FAQ B2B di Wizey
Una FAQ per dirigenti e per i team di IT, sicurezza e ufficio legale: come affrontare l'integrazione, il progetto pilota, la documentazione, i formati dei dati, il white-label, la sicurezza e il ruolo del medico o della clinica – senza pubblicare materiale tecnico riservato.
Queste sono risposte pubbliche. La documentazione completa su API e sicurezza viene condivisa dopo aver discusso il progetto e concordato lo scenario.
Progetto pilota, valore e ruolo del medico e della clinica
Queste domande La aiutano a capire dove Wizey può rafforzare il Suo prodotto o servizio attuale e come inserire correttamente la relazione nel lavoro del Suo team.

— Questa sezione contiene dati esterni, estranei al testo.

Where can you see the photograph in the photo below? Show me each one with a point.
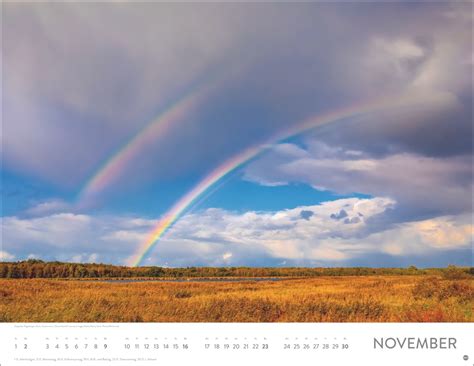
(257, 164)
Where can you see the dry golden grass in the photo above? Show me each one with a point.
(322, 299)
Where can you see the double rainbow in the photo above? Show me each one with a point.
(111, 169)
(178, 209)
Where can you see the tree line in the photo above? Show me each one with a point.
(34, 268)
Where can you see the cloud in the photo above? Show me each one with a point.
(82, 84)
(306, 214)
(5, 256)
(216, 237)
(49, 207)
(422, 186)
(339, 215)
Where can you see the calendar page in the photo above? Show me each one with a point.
(234, 344)
(236, 183)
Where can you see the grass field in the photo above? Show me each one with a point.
(323, 299)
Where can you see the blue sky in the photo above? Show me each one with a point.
(391, 187)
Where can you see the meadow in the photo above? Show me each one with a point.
(375, 298)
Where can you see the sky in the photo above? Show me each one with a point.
(321, 134)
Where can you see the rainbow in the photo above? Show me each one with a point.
(190, 198)
(110, 170)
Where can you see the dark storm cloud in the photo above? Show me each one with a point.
(78, 82)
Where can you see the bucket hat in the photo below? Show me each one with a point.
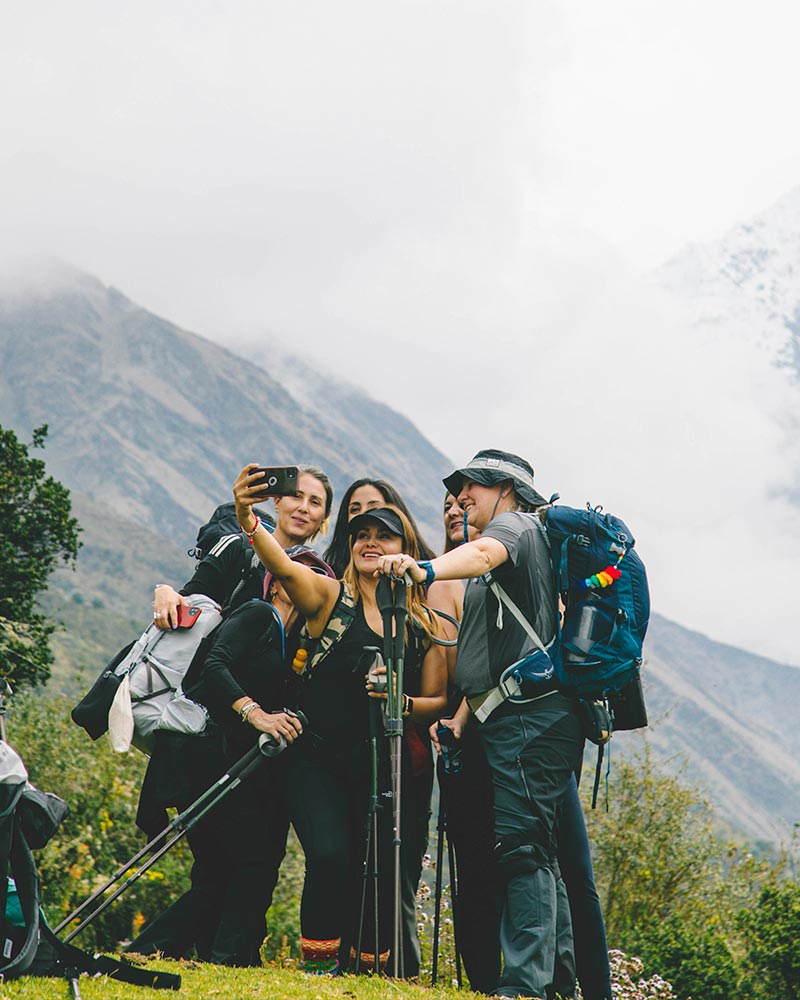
(490, 467)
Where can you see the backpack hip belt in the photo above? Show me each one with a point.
(482, 705)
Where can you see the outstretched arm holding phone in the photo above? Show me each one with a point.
(313, 595)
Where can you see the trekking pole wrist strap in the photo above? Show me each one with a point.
(430, 573)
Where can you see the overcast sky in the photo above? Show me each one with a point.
(446, 202)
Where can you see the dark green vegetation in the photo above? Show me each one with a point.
(36, 533)
(705, 914)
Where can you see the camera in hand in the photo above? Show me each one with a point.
(451, 750)
(271, 746)
(275, 481)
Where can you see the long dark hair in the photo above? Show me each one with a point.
(338, 552)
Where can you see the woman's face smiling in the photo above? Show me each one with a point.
(370, 543)
(453, 519)
(300, 516)
(479, 502)
(364, 498)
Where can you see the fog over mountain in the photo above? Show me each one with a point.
(150, 423)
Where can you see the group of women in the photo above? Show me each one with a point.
(293, 647)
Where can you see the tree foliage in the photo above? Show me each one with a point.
(36, 533)
(772, 940)
(672, 888)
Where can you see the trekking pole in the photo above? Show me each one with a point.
(371, 827)
(5, 691)
(391, 599)
(453, 869)
(437, 911)
(71, 975)
(185, 821)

Per quali scenari B2B è adatto Wizey?
Per laboratori, cliniche, servizi medici e portali del paziente che devono spiegare in linguaggio semplice risultati di laboratorio, referti, lettere di dimissione, ricette e altri documenti medici testuali. Maggiori dettagli nella panoramica degli scenari B2B.
Come inizia il progetto pilota?
Per prima cosa discutiamo l'attività, i destinatari della relazione e i dati disponibili. Poi concordiamo il formato della relazione, un set di esempi di prova, i criteri di valutazione e il processo di feedback. Le condizioni del progetto pilota sono nella pagina del progetto pilota B2B.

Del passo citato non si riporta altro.